Choosing the Best GPU for Deep Learning in 2020

best-gpus-for-deep-learning-2020

State-of-the-art (SOTA) deep learning models have massive memory footprints. Many GPUs don't have enough VRAM to train them. In this post, we determine which GPUs can train state-of-the-art networks without throwing memory errors.
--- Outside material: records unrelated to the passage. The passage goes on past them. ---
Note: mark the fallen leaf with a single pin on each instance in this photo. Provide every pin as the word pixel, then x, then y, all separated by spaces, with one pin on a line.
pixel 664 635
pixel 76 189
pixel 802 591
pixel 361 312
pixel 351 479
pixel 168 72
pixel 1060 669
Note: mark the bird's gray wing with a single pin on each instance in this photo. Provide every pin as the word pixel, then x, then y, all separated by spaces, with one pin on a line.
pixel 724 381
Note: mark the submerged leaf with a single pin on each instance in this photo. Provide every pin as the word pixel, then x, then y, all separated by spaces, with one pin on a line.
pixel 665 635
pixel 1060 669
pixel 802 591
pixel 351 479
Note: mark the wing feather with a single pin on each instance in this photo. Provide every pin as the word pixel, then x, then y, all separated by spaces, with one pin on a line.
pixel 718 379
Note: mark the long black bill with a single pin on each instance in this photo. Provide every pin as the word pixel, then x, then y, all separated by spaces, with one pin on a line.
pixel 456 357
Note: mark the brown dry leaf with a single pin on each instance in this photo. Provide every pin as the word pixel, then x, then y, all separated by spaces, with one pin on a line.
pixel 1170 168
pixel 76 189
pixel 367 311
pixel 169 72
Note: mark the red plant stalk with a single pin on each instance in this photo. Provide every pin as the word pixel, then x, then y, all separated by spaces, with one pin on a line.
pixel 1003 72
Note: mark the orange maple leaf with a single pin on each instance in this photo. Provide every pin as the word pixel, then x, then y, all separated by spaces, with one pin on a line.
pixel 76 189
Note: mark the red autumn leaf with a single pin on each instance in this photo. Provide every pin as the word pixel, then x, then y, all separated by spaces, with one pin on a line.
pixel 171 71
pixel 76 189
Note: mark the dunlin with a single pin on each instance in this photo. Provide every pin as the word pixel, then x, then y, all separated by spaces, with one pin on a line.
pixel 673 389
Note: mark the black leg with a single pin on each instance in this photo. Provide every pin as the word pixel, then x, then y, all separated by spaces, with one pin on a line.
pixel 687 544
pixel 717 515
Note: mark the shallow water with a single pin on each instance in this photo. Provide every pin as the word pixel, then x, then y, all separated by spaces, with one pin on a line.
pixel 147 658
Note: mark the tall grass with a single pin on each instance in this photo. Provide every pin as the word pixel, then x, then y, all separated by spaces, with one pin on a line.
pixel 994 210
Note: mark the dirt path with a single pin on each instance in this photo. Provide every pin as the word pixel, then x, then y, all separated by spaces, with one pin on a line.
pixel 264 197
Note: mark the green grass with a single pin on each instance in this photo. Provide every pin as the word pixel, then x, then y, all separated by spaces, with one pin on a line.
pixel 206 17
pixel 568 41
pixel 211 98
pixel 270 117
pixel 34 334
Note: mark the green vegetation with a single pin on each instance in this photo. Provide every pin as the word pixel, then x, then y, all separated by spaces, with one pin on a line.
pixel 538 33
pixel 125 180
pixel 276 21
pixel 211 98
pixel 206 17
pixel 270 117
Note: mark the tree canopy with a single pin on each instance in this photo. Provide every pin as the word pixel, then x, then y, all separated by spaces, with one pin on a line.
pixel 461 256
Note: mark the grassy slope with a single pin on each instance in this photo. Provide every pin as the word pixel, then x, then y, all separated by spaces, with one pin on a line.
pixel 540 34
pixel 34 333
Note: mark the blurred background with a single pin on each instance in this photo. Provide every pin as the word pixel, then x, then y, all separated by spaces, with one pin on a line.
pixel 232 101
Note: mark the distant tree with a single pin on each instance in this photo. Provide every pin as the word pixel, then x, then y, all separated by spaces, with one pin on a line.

We also benchmark each GPU's training performance.

TLDR

The following GPUs can train all SOTA language and image models as of February 2020:

  • RTX 8000: 48 GB VRAM, ~$5,500.
  • RTX 6000: 24 GB VRAM, ~$4,000.
  • Titan RTX: 24 GB VRAM, ~$2,500.

The following GPUs can train most (but not all) SOTA models:

  • RTX 2080 Ti: 11 GB VRAM, ~$1,150. *
  • GTX 1080 Ti: 11 GB VRAM, ~$800 refurbished. *
  • RTX 2080: 8 GB VRAM, ~$720. *
  • RTX 2070: 8 GB VRAM, ~$500. *

The following GPU is not a good fit for training SOTA models:

  • RTX 2060: 6 GB VRAM, ~$359.

* Training on these GPUs requires small batch sizes, so expect lower model accuracy because the approximation of a model's energy landscape will be compromised.

Image models

Maximum batch size before running out of memory

Model / GPU 2060 2070 2080 1080 Ti 2080 Ti Titan RTX RTX 6000 RTX 8000
NasNet Large 4 8 8 8 8 32 32 64
DeepLabv3 2 2 2 4 4 8 8 16
Yolo v3 2 4 4 4 4 8 8 16
Pix2Pix HD 0* 0* 0* 0* 0* 1 1 2
StyleGAN 1 1 1 4 4 8 8 16
MaskRCNN 1 2 2 2 2 8 8 16
*The GPU does not have enough memory to run the model.                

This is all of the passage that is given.